The conversation also grounds this in actual foods. Cruciferous vegetables such as broccoli, cauliflower, cabbage, and Brussels sprouts may support healthier estrogen metabolism. Omega 3 fats are presented as another meaningful lever for inflammation. Boham also mentions methylation pathways and the quality of B vitamins, especially when the goal is to support detoxification and hormone handling with more precision.

Toxins, stress, and the overall terrain

The episode repeatedly warns against looking only at isolated hormone values. Environmental toxins, food sensitivities, celiac disease or non celiac gluten sensitivity, and chronic stress all deserve attention. When Boham talks about rebalancing, she is also talking about activating the parasympathetic nervous system and creating a biological state that is more compatible with repair and less compatible with constant immune reactivity.

That matters because it avoids two opposite mistakes. One is the fantasy that diet or supplements alone solve everything. The other is the resignation that symptom suppression is the only option.

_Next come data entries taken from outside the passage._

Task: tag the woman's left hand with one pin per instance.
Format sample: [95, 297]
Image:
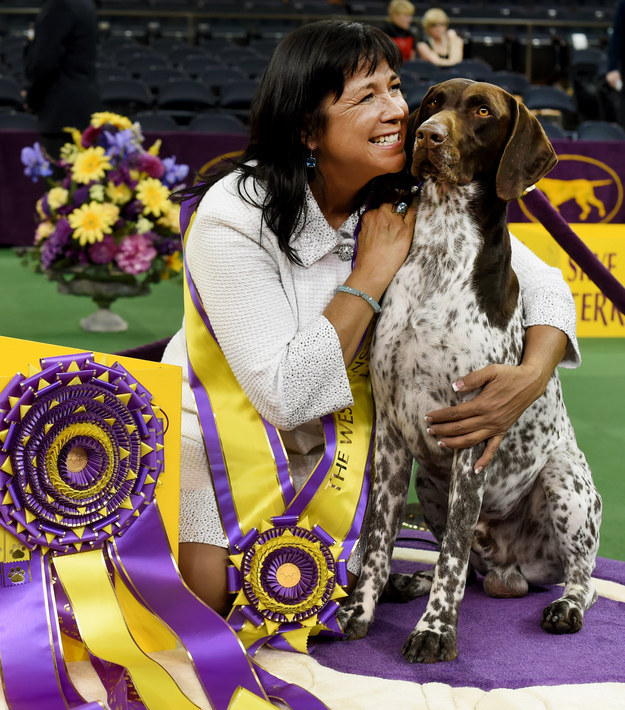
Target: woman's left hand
[508, 392]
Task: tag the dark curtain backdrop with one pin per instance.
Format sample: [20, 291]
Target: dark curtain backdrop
[587, 181]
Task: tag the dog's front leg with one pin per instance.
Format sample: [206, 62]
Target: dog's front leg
[392, 468]
[435, 636]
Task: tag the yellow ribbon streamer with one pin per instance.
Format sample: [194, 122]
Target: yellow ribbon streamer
[104, 632]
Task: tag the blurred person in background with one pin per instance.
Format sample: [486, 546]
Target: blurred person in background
[616, 58]
[398, 27]
[62, 88]
[442, 46]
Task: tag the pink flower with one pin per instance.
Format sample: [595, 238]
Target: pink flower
[150, 164]
[135, 254]
[104, 251]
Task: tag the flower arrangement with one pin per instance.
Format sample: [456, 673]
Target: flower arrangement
[108, 216]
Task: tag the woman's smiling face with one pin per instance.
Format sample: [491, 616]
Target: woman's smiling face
[365, 129]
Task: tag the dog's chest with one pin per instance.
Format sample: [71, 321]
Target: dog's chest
[432, 328]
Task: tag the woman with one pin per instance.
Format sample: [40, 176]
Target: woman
[328, 122]
[443, 47]
[398, 27]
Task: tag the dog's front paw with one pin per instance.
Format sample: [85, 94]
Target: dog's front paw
[430, 647]
[353, 621]
[562, 617]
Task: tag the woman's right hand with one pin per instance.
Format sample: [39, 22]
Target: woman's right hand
[383, 244]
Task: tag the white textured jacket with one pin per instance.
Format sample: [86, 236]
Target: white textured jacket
[266, 314]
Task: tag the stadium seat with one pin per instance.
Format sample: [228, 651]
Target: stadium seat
[599, 131]
[125, 96]
[216, 123]
[553, 130]
[10, 93]
[236, 98]
[17, 121]
[155, 121]
[513, 82]
[552, 100]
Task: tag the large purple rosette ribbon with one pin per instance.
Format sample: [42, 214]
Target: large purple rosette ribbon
[81, 451]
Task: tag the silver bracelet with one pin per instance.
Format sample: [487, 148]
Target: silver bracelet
[355, 292]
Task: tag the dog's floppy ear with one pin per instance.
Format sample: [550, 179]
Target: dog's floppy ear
[527, 157]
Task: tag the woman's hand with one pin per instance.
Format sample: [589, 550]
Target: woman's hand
[383, 244]
[508, 390]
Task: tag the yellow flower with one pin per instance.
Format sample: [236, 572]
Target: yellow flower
[113, 119]
[91, 222]
[119, 194]
[57, 197]
[171, 218]
[91, 165]
[43, 231]
[155, 147]
[69, 152]
[111, 210]
[154, 196]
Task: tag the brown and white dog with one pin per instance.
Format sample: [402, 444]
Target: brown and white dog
[533, 515]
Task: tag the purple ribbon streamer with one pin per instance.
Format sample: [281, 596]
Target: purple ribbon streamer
[559, 229]
[218, 656]
[25, 646]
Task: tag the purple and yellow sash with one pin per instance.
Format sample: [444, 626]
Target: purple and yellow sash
[81, 453]
[288, 549]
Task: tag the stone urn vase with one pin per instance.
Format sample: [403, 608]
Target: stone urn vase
[103, 292]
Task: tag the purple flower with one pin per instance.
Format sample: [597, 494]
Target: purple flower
[135, 254]
[81, 195]
[122, 175]
[175, 173]
[53, 247]
[104, 251]
[150, 164]
[35, 163]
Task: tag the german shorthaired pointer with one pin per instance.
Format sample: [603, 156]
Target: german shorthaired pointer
[533, 515]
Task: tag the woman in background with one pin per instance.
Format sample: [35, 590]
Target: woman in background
[443, 47]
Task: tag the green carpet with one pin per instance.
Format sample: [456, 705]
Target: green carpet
[594, 393]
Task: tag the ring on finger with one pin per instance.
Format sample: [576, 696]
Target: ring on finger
[400, 208]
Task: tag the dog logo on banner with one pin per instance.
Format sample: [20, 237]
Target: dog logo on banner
[595, 197]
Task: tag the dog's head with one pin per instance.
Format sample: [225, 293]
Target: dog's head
[466, 129]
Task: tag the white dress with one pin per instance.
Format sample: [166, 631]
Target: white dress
[266, 314]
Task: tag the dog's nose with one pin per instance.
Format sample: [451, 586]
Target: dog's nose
[431, 135]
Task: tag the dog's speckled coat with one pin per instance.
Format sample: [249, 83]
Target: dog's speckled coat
[533, 515]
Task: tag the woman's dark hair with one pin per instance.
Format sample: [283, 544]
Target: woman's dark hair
[310, 63]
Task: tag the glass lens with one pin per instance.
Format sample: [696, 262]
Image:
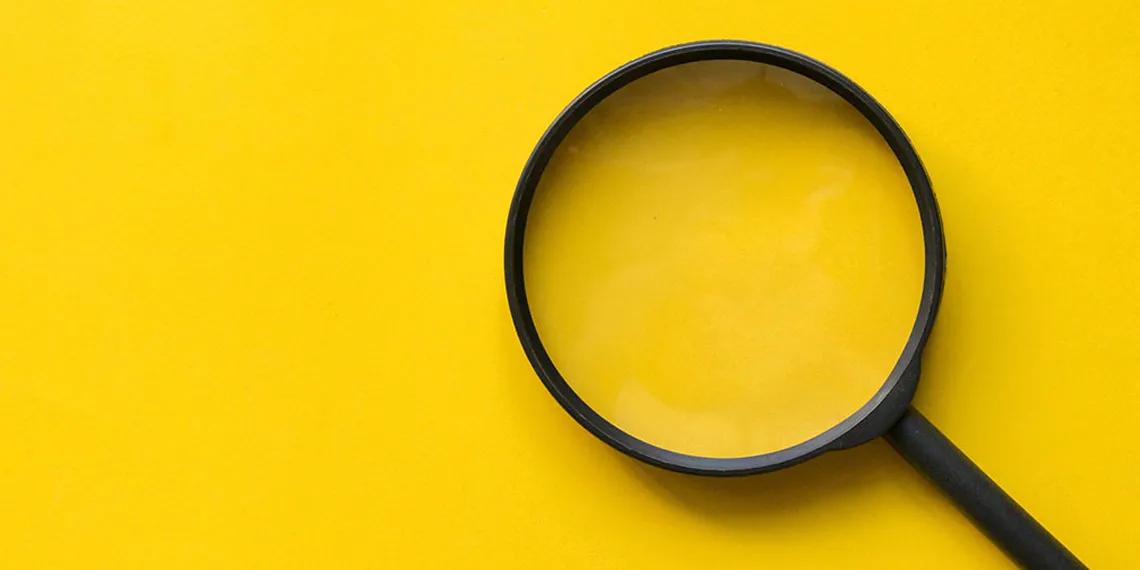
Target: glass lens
[724, 259]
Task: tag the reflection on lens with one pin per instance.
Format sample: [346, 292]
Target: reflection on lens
[724, 259]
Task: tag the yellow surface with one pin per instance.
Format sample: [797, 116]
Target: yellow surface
[253, 316]
[724, 259]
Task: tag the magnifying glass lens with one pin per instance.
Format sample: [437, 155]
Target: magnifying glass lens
[724, 259]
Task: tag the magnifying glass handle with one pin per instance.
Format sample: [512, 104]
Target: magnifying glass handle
[991, 509]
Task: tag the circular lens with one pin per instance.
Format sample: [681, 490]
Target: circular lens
[724, 259]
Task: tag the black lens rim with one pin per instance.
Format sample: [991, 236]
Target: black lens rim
[870, 421]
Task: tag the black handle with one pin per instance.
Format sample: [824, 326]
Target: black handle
[991, 509]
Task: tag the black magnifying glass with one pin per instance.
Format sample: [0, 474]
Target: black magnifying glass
[715, 266]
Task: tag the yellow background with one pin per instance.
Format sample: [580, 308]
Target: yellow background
[252, 312]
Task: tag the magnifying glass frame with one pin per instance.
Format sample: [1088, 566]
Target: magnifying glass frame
[874, 417]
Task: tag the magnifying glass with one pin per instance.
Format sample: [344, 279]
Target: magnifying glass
[725, 258]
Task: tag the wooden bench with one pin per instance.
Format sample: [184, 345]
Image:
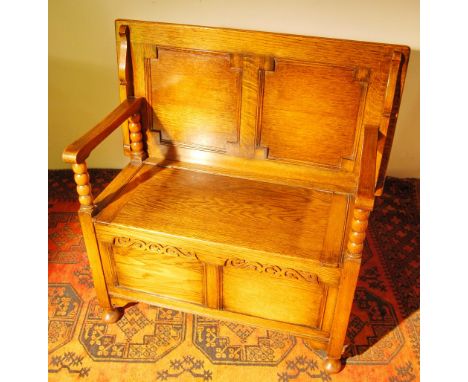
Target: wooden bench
[254, 162]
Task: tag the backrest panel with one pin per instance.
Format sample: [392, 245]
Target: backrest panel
[291, 105]
[195, 98]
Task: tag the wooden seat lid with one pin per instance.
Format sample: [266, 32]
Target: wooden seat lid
[286, 220]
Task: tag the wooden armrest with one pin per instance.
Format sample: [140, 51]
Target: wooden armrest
[366, 187]
[79, 150]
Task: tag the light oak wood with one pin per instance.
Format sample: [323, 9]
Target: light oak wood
[255, 160]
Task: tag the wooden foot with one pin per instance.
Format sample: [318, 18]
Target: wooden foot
[111, 316]
[333, 365]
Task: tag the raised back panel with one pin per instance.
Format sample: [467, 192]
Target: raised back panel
[195, 97]
[261, 105]
[312, 112]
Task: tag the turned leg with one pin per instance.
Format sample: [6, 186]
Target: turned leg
[85, 197]
[111, 316]
[349, 276]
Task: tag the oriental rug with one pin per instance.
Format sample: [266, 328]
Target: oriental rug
[157, 344]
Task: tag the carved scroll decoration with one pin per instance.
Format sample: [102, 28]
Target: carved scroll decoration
[160, 249]
[272, 270]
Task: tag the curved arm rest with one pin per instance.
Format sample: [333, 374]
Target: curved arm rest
[366, 187]
[79, 150]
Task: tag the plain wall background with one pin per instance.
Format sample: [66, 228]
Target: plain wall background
[83, 81]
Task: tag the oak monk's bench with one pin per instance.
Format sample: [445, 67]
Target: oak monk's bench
[254, 162]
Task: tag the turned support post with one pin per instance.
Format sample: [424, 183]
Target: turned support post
[136, 137]
[357, 234]
[83, 186]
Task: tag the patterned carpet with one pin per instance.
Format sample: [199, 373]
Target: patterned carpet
[156, 344]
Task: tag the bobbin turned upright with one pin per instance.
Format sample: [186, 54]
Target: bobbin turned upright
[254, 162]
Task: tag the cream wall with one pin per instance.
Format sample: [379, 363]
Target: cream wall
[83, 84]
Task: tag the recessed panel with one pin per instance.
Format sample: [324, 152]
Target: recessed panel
[265, 296]
[311, 112]
[195, 98]
[164, 275]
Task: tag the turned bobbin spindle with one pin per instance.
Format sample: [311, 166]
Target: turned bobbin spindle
[83, 187]
[136, 136]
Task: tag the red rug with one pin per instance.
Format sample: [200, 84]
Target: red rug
[156, 344]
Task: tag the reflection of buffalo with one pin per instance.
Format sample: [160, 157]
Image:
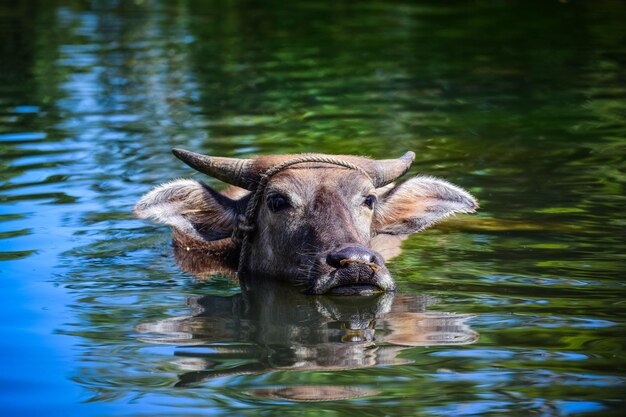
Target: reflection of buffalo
[277, 328]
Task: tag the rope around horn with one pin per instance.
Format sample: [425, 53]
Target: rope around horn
[246, 223]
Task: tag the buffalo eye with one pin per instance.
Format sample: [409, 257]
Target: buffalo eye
[369, 201]
[277, 202]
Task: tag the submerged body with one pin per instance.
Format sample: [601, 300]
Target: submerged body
[314, 222]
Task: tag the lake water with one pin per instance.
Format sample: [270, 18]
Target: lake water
[518, 310]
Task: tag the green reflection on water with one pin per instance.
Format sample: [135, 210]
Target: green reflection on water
[523, 103]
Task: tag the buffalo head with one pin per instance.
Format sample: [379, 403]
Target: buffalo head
[323, 225]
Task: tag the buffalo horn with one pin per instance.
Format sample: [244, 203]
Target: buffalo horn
[230, 170]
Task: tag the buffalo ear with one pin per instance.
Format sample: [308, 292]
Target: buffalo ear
[418, 204]
[190, 207]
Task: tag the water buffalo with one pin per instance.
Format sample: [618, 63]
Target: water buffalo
[327, 226]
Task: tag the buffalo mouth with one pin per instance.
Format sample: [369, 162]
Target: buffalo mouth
[353, 280]
[355, 289]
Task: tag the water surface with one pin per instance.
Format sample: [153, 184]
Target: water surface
[517, 311]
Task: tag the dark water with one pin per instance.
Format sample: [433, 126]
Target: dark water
[518, 310]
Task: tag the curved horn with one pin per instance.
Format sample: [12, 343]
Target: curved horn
[230, 170]
[388, 170]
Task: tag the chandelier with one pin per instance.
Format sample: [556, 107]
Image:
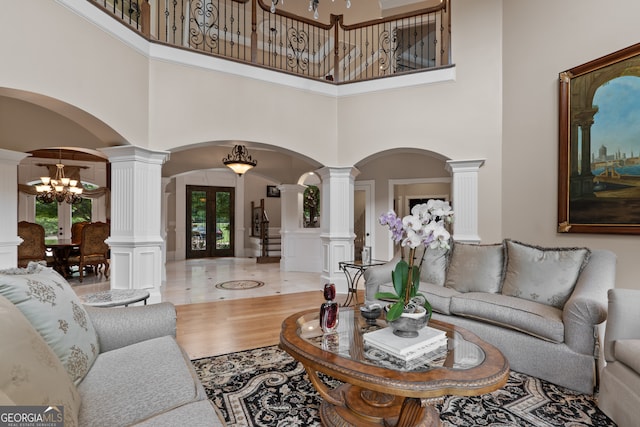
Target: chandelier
[59, 189]
[239, 160]
[313, 6]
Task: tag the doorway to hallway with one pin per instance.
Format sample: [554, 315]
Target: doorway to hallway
[210, 221]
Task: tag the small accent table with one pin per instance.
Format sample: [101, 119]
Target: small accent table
[379, 390]
[354, 270]
[116, 297]
[61, 251]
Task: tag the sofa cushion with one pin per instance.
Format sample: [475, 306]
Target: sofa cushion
[628, 352]
[539, 320]
[476, 268]
[30, 372]
[438, 296]
[133, 383]
[434, 266]
[56, 312]
[544, 275]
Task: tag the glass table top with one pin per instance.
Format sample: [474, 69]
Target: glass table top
[348, 342]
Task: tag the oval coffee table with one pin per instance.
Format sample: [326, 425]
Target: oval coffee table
[379, 389]
[116, 297]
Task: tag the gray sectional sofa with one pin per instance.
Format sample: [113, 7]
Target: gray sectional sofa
[619, 396]
[544, 308]
[103, 366]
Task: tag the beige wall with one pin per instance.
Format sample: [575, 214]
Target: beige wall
[541, 39]
[502, 105]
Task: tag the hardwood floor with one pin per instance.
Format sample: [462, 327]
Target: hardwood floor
[220, 327]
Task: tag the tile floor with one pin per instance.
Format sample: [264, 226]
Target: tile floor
[194, 280]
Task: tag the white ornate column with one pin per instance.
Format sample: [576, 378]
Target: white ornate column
[336, 222]
[136, 203]
[301, 247]
[465, 199]
[9, 240]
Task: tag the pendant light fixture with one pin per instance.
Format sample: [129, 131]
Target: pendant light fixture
[239, 160]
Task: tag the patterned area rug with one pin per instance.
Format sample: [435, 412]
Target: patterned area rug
[267, 387]
[240, 284]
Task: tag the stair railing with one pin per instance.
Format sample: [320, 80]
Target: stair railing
[247, 31]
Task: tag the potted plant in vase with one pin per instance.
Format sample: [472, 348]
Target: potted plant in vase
[425, 227]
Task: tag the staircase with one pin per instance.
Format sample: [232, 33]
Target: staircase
[271, 250]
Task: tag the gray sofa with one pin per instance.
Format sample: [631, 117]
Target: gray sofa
[619, 396]
[544, 308]
[104, 366]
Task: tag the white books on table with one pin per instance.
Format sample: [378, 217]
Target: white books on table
[428, 340]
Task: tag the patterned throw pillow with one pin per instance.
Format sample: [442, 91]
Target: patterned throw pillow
[30, 373]
[544, 275]
[476, 268]
[434, 266]
[56, 312]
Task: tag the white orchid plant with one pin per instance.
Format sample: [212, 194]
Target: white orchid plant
[426, 227]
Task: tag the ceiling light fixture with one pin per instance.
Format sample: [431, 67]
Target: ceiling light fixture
[60, 188]
[239, 160]
[313, 6]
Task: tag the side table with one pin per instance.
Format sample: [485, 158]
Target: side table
[116, 297]
[354, 270]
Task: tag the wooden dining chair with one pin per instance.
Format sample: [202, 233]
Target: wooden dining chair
[93, 248]
[76, 232]
[32, 247]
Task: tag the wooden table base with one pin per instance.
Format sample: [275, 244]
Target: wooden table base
[365, 408]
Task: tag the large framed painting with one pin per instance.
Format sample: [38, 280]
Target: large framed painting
[599, 158]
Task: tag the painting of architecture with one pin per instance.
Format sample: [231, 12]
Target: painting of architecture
[599, 170]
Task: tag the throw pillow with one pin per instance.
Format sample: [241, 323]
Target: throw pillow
[545, 275]
[476, 268]
[56, 312]
[434, 266]
[30, 373]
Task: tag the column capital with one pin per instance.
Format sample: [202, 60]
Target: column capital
[338, 171]
[292, 188]
[11, 157]
[128, 153]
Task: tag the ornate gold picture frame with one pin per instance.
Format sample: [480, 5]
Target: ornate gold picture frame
[599, 158]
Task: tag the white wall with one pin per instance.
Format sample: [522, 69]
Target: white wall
[542, 39]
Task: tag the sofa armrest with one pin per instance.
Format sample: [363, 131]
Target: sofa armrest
[587, 306]
[122, 326]
[376, 276]
[623, 321]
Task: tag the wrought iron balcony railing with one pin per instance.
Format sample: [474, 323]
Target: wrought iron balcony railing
[247, 31]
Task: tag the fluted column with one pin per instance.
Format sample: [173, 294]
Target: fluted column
[9, 239]
[465, 199]
[336, 222]
[136, 203]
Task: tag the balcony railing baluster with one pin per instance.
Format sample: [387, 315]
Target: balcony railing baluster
[246, 30]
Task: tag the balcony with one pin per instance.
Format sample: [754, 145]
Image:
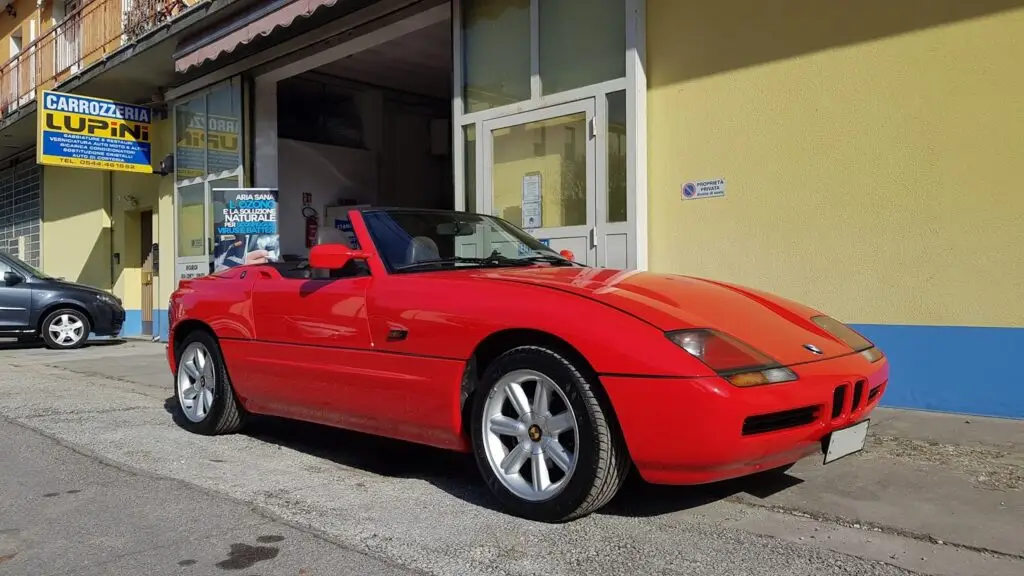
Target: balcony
[92, 32]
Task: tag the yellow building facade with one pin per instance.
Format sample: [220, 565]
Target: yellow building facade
[94, 224]
[871, 157]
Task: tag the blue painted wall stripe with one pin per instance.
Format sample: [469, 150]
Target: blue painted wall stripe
[133, 324]
[966, 370]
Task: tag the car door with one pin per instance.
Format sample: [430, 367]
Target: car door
[311, 342]
[15, 301]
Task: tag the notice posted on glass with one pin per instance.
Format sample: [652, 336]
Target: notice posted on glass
[245, 227]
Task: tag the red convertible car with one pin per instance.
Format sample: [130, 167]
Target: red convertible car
[462, 331]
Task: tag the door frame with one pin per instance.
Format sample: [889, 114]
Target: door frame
[587, 231]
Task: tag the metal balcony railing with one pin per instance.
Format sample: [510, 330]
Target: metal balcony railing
[92, 31]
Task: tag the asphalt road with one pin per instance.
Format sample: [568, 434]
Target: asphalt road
[65, 512]
[347, 503]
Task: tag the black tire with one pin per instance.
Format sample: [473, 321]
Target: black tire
[225, 415]
[602, 461]
[57, 315]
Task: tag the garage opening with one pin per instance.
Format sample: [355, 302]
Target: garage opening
[373, 128]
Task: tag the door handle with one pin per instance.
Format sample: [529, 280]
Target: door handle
[396, 333]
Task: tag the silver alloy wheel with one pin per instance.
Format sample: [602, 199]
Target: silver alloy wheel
[197, 381]
[67, 330]
[537, 436]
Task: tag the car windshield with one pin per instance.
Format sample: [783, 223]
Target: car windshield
[18, 262]
[427, 240]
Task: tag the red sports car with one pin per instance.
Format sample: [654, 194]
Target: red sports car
[462, 331]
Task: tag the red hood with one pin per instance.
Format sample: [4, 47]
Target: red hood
[773, 325]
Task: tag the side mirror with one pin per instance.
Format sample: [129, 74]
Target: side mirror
[333, 256]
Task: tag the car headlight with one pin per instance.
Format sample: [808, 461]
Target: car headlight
[738, 363]
[849, 336]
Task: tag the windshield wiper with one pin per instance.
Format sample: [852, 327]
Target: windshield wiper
[453, 259]
[550, 258]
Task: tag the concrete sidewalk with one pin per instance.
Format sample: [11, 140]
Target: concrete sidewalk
[941, 480]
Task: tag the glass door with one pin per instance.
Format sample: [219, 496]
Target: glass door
[197, 216]
[540, 175]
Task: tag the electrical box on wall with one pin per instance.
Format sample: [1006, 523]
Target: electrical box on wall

The episode argues for a more serious middle ground: use conventional treatment when needed, but widen the plan to include inflammatory, digestive, hormonal, and behavioral drivers that can meaningfully change the course of symptoms.

What a patient can actually take from this episode

The practical value of the conversation is that it restores judgment. Severe pain should not be normalized. Surgery should not be dismissed, but it should not be idealized either. Diet is not cosmetic here. It is a tool for changing inflammation and hormone metabolism. The gut and microbiome stop being accessories. Evaluation moves from asking only where the pain is to asking why the terrain favors pain, inflammation, and persistence.

In short, Hyman and Boham present endometriosis as a complex condition that needs a complex response. They do not offer one magic fix. They offer a smarter sequence: confirm the diagnosis when necessary, reduce pain, use surgery when indicated, and at the same time work on inflammation, the microbiome, estrogen handling, blood sugar, toxins, and stress. For many patients, that combination is not optional. It is the first time the treatment actually resembles the disease they are living with.